Data General

Data General (DG) was an American company in the computer industry.

Company History

Data General was founded in 1968 by Edson de Castro, who had previously left the Digital Equipment Corporation ( DEC) due to discrepancies. There he was responsible for the famous PDP -8 computer. Since he could not enforce his own ideas at DEC, he left the company to start his own computer company. With a cycle time of 800, later 300 nanoseconds NOVA machines were for years the fastest minicomputer on the market. 1999 Data General was acquired by EMC Corporation.

Marketing

From the start, DG fell on with his aggressive and successful marketing. Famous in the computer industry of the sixties was a poster that showed the founder Ed de Castro big and grainy in black / white. Underneath was something like: " Good day, I'm Ed de Castro We earn our money with computer And because we want to earn a lot of money, we build very good computer. .! ". One of clarity and directness hardly to be surpassed statement. Sales staff of DEC therefore said among customers unusually much about " the bad guys from Data General ", which in turn aroused their curiosity on DG.

Products

The first computer had the name Nova and were 16 -bit machines. Due to their high stability, they were to be found many years in military applications, especially in the U.S. Navy on ships.
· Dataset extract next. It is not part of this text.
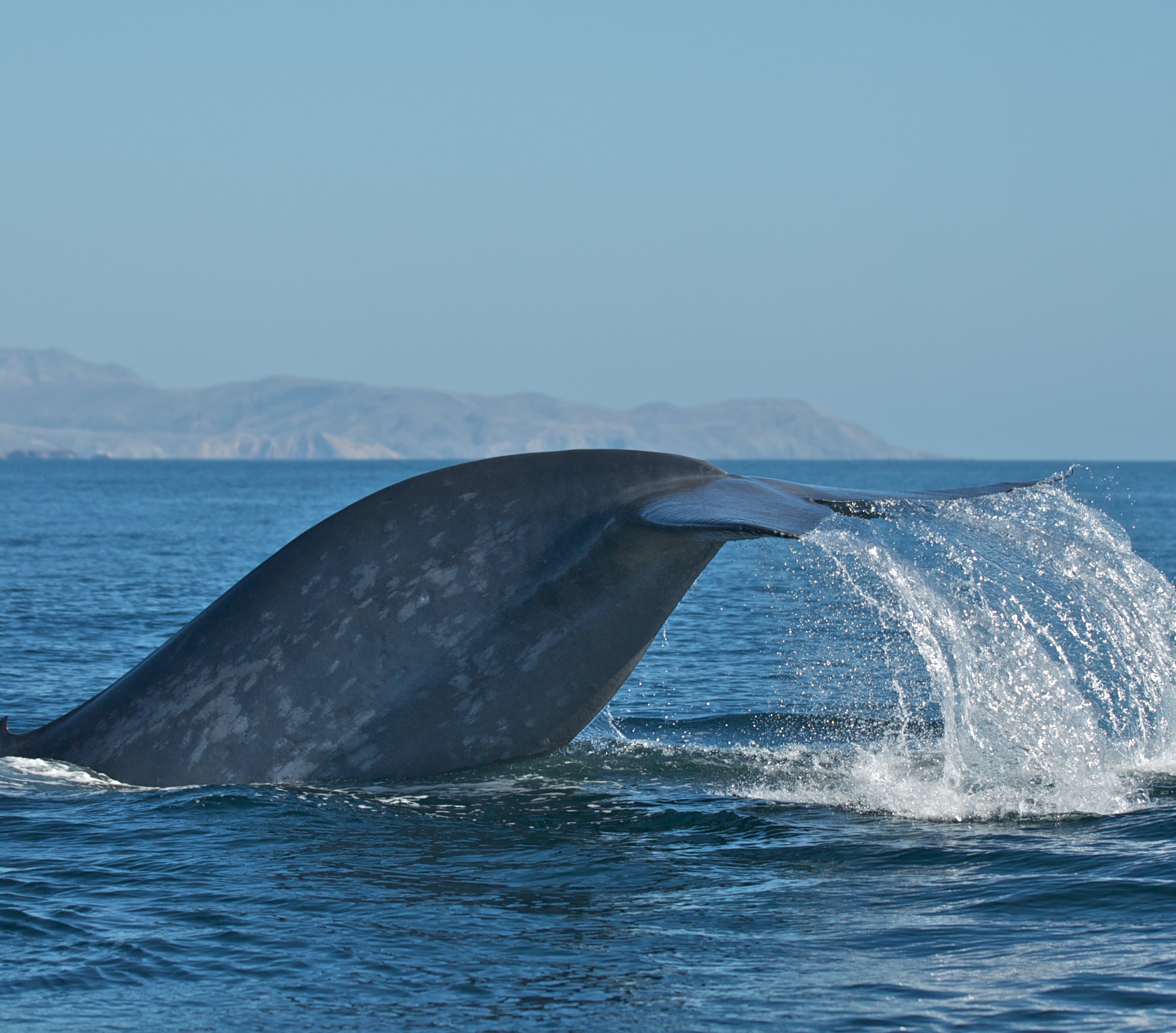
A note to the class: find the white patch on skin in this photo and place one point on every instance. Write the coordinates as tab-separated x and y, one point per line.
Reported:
366	582
530	659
DG later developed computer Eclipse series, of which there were 1980 and 32- bit variants. Developed by DG Eclipse s/230 was positioned in direct competition to the successful PDP -11 from DEC. The notation " s/230 " was not just by chance similar to those commonly used by the then market leader IBM names such as " System/360 or S/360 ". The mid-1980s, there were also fully integrated office solutions with software for word processing, accounting and operating billing systems for the Eclipse systems against IBM mainframes were not successful, however, and as minicomputers were a little too early in the market.

In 1984, DG with the Data General One one of the first truly portable and requires network-independent MS- DOS computers on the market. Due to its high price and use of advanced, but not then existing standards in the world of DOS appropriate technology (eg, 3.5 -inch floppy disks) became the DG One but the market is of little importance

1989 brought the DG AViiON computer on the market, with Motorola 88000 processors were equipped initially and on which DG's own UNIX derivative DG / UX ran. In order to increase the performance of a number of technically interesting concepts such as SMP and NUMA were used.

1992 with HADA ("High Availablity Disk Array" ) laid the foundations for the CLARiiON series of storage systems that have been brought to market in 1994.

Today, the company no longer exists on its own, it was acquired by EMC in 1999. Main reason for buying was the memory CLARiiON series. The other products have been discontinued.